Sailing north to warmer waters

For Grafton correctional officer, Glynda McNaught, the closure of the Grafton Gaol last week was an emotional experience. The Independent asked Ms McNaught to share a bit about her life with us.

“I first started working at the Grafton Correctional Centre (the old Grafton Gaol) in 2010,” Ms McNaught said.

“Then when they downsized the gaol in 2012, I was away for three years or so, until they upsized it again.

“I came back in 2015 and have been back there for the last five years,” she said.

 

Glynda McNaught with co-worker Ron Ford at the end of last Friday’s Official Retirement Ceremony at the Grafton Correctional Facility. Image: Lynne Mowbray

Independent What did you like most about your job there?

“I guess just being in a place where you can help to make someone’s life a little bit better,” she said.

“There’s some pretty nasty people in there, but I treat everyone with respect and fairness as we are all human beings, until they arc up.

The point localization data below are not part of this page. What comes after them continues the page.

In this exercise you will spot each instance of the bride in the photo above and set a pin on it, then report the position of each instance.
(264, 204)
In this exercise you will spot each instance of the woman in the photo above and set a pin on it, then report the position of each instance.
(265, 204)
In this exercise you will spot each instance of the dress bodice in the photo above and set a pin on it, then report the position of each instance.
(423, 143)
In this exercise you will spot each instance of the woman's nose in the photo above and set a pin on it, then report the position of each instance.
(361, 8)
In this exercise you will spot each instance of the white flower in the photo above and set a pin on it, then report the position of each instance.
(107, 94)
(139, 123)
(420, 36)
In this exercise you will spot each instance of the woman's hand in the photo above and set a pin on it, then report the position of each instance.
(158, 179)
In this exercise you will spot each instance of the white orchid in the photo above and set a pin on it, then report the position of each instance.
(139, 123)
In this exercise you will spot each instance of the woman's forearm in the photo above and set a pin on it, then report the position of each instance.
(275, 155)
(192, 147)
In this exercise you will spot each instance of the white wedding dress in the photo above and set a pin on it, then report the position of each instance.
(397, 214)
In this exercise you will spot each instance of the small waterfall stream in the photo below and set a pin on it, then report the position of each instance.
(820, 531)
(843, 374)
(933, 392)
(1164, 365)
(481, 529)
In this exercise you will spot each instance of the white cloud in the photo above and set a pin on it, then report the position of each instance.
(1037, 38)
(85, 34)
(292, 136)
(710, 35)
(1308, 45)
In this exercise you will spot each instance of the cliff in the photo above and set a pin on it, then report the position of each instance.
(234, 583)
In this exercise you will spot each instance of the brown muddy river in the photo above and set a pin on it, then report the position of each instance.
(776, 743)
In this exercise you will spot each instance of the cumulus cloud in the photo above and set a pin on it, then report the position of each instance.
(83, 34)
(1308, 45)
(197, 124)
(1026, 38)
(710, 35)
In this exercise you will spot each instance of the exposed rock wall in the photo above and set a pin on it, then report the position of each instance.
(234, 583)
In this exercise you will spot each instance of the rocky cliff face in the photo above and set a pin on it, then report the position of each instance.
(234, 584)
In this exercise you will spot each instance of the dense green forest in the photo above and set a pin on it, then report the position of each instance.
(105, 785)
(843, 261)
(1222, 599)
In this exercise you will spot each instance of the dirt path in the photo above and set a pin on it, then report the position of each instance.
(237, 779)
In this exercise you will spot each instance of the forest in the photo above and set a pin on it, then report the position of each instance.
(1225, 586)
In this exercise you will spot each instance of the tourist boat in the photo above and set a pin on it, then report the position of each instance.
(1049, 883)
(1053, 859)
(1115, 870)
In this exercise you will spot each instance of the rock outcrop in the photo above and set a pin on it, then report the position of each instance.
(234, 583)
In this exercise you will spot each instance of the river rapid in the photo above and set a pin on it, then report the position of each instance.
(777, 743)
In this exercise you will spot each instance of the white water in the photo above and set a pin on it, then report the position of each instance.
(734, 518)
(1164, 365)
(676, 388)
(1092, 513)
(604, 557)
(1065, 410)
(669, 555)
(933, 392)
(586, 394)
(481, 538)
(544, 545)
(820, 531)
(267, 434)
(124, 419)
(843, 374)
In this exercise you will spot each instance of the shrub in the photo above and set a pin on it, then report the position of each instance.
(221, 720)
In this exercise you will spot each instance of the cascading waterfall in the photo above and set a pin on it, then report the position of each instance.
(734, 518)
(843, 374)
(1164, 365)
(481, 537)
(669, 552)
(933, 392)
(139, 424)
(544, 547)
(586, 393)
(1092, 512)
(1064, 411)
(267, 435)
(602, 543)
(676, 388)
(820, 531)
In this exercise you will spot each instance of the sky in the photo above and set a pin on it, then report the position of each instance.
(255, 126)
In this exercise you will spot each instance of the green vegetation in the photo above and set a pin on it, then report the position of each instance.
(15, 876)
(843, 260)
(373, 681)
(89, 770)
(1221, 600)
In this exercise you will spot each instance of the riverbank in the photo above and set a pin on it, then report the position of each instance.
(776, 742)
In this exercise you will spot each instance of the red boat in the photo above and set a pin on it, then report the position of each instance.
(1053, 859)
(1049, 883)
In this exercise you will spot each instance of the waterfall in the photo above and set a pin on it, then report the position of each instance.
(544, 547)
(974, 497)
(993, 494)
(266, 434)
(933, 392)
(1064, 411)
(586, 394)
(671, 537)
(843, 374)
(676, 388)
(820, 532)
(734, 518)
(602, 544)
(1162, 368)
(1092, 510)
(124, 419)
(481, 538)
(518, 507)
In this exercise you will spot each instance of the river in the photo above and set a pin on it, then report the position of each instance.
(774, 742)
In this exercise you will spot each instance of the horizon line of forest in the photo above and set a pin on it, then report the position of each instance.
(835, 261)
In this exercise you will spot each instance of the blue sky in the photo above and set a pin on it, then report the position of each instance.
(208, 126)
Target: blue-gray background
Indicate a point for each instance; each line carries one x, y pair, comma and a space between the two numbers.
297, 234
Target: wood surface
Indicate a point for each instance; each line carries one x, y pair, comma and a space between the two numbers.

“If they arc up then, I’ll arc up back.

“It was a challenge, but I enjoyed working with the inmates, especially the really vulnerable ones like those suffering with mental health or the girls. I mainly worked with the males though, and only sometimes with the girls.

“Over the years, I’ve also worked in a lot of other gaols as a prison officer,” she said.

 

Independent – There was an official retirement ceremony held at the old Grafton Gaol/Grafton Correctional Centre on Friday last week, for the correctional officers and staff. What was that like for you?

“It was very emotional. The correctional officers all marched out of the main gaol gate in formation and stood in front of the main entry way, for the ceremony. I teared up when the flags were being lowered for the last time and a lone piper started to play Amazing Grace.

“At the end of the ceremony we were all holding our salute and then the piper played the last post and that was very emotional. I was in the back row and all I could see was a sea of officers in front of me, as we all saluted.

“When the music ended the governor called out “parade attention – and now for the last time, parade dismissed.” There were a lot of officers in tears,” she said.

 

Independent – So, at the moment you are living on your yacht on the Clarence River. Now that the Grafton Correctional Centre has closed, what are your plans in the immediate future?

“During the COVID-19 period, Maritime Services Queensland (MSQ) was manning the border (at sea) for boats attempting to enter Queensland from any other State, during the border closure.

“So, the Queensland border was not only closed by road, but it was also closed by sea.

“I had heard about several people being turned back from entering Queensland waters.

“The night before the Queensland border was re-opened, around three or four of my friends headed off out of the Clarence River heading for the Gold Coast seaway.

“So, I guess the answer to your question is, that my plans are to take a well earnt break and follow them as soon as possible,” she said.